Think for a minute about what that could potentially accomplish. With everyone free to travel anywhere, we would begin to break down the barriers between peoples and nations. Rather than seeming like foreigners, we would soon become friends. The global connections unrestricted travel could build might eventually help avert the next terrorist incident or regional conflict. The freedom to travel across a planet with open borders, as a global citizen with a true world passport, could represent a major step on the path to a more encompassing, connected and friendly world, and help pave the way to world unity.

Then, on top of those considerable benefits, give this amazing data some thought: a meta-analysis of multiple research studies by economist Michael Clemens at the Center for Global Development produced an estimate that open borders would result in an increase in the Gross World Product (GWP) of between 67-147%–with a startling median estimate of a doubling of global GWP. If we would only open our borders to people like we have opened them to free trade, in other words, we could increase the world’s total economic prosperity by a hundred percent. Unrestricted movement of people across borders would make us all much more prosperous.

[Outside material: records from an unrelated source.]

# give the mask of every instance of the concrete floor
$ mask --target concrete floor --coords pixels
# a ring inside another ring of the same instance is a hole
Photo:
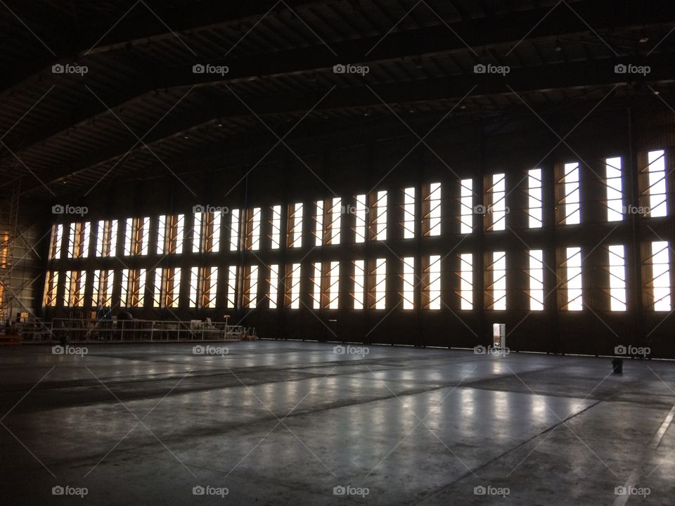
[[[0,348],[0,502],[675,504],[675,363],[229,349]]]

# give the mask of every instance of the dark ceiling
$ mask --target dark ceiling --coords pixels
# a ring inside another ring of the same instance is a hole
[[[24,194],[50,199],[280,138],[615,87],[675,103],[674,28],[671,0],[1,0],[0,186],[20,177]]]

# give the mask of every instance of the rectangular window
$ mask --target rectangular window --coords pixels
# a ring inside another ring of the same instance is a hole
[[[168,269],[167,272],[166,306],[177,308],[181,302],[181,268]]]
[[[202,249],[202,223],[204,213],[199,212],[193,214],[194,216],[192,228],[192,252],[199,253]]]
[[[461,233],[473,231],[473,181],[462,179],[460,181],[460,228]]]
[[[247,280],[244,306],[252,309],[257,306],[258,301],[258,266],[251,266],[247,270],[248,280]]]
[[[403,190],[403,238],[415,237],[415,188]]]
[[[292,205],[288,213],[288,241],[290,247],[302,245],[302,202]]]
[[[300,264],[293,264],[288,276],[288,307],[297,309],[300,307]]]
[[[272,249],[278,249],[281,245],[281,206],[272,206],[272,219],[269,224]]]
[[[190,269],[190,291],[188,292],[188,307],[195,308],[199,301],[199,267]]]
[[[339,245],[340,226],[342,217],[342,200],[339,197],[333,199],[326,223],[326,244]]]
[[[373,283],[371,283],[371,309],[385,309],[387,308],[387,259],[377,259],[375,268],[371,273]]]
[[[239,209],[231,209],[230,214],[232,219],[230,223],[230,251],[239,249],[240,237],[239,228],[241,224],[241,212]]]
[[[425,235],[441,235],[441,183],[432,183],[424,202]]]
[[[544,224],[542,202],[541,169],[530,169],[527,171],[527,226],[530,228],[541,228]]]
[[[366,266],[363,260],[354,260],[354,291],[352,298],[354,299],[354,309],[364,309],[365,295]]]
[[[323,201],[314,202],[314,246],[323,244]]]
[[[254,207],[250,212],[250,222],[249,223],[249,249],[257,251],[260,249],[260,220],[262,216],[262,209]]]
[[[415,309],[415,259],[406,257],[403,259],[403,296],[404,309]]]
[[[608,248],[610,273],[610,309],[626,311],[626,260],[624,247],[612,245]]]
[[[153,307],[154,308],[162,307],[163,305],[162,304],[162,288],[164,285],[162,279],[164,272],[165,269],[162,268],[155,269],[155,280],[153,284]]]
[[[670,261],[668,242],[652,242],[652,297],[655,311],[671,311]]]
[[[167,249],[167,216],[162,214],[157,219],[157,254],[164,254]]]
[[[340,262],[332,261],[328,275],[327,300],[326,306],[328,309],[340,309]]]
[[[49,257],[60,259],[61,257],[61,242],[63,240],[63,225],[54,225],[51,229],[51,247]]]
[[[371,206],[374,212],[373,219],[373,240],[387,240],[387,191],[378,191]],[[378,308],[375,308],[378,309]]]
[[[368,215],[368,205],[365,194],[357,195],[356,209],[354,212],[354,241],[356,242],[366,242],[366,223]]]
[[[228,309],[237,306],[237,266],[230,266],[227,270],[227,304]]]
[[[506,176],[503,174],[492,174],[491,184],[487,189],[489,198],[488,230],[506,228]]]
[[[438,310],[441,309],[441,256],[429,257],[429,266],[425,273],[426,278],[426,309]]]
[[[649,215],[654,218],[667,214],[666,202],[666,153],[663,150],[650,151],[649,162]]]
[[[492,261],[487,270],[491,273],[488,293],[492,296],[488,309],[504,311],[506,309],[506,253],[493,252]]]
[[[311,309],[321,309],[321,263],[311,264]]]
[[[58,290],[58,272],[47,273],[44,283],[44,305],[49,307],[56,306],[56,293]]]
[[[562,183],[562,195],[558,199],[562,216],[559,225],[576,225],[581,223],[581,210],[579,193],[579,163],[573,162],[564,165]]]
[[[459,256],[459,298],[460,307],[463,310],[473,309],[473,254],[463,253]]]
[[[205,249],[207,253],[217,253],[220,251],[220,231],[223,213],[219,209],[216,209],[216,212],[206,213],[204,220]]]
[[[607,221],[621,221],[624,219],[623,190],[621,181],[621,158],[605,160],[607,189]],[[617,310],[618,311],[618,310]]]
[[[581,311],[584,309],[581,288],[581,249],[568,247],[565,249],[565,292],[567,300],[562,309]]]
[[[529,250],[529,310],[544,311],[544,251]]]
[[[269,309],[276,309],[279,302],[279,266],[269,266]]]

The Baha’i teachings call this natural human prerogative—the free and inalienable right to travel, to visit other places and meet other people—a cause of the spiritual education and progress of the soul:

The human spirit is a divine trust which must traverse every degree, for traversing and passing through the degrees of existence is the means of it acquiring perfections. So, for example, when a man travels in an orderly and methodical manner through many different countries and regions, this will most certainly be the means of acquiring perfections, for he will see at first hand various sites, scenes and regions; learn about the affairs and circumstances of other nations; become familiar with the geography of other lands; acquaint himself with their arts and wonders; become informed of the customs, conduct and character of their inhabitants; witness the civilization and the advancements of the time; and be apprised of the manner of government, the capacity, and the receptivity of each country. In the same way, when the human spirit traverses the degrees of existence and attains each degree and station—even that of the body—it will assuredly acquire perfections. – Abdu’l-Baha, Some Answered Questions, newly revised edition, p. 231.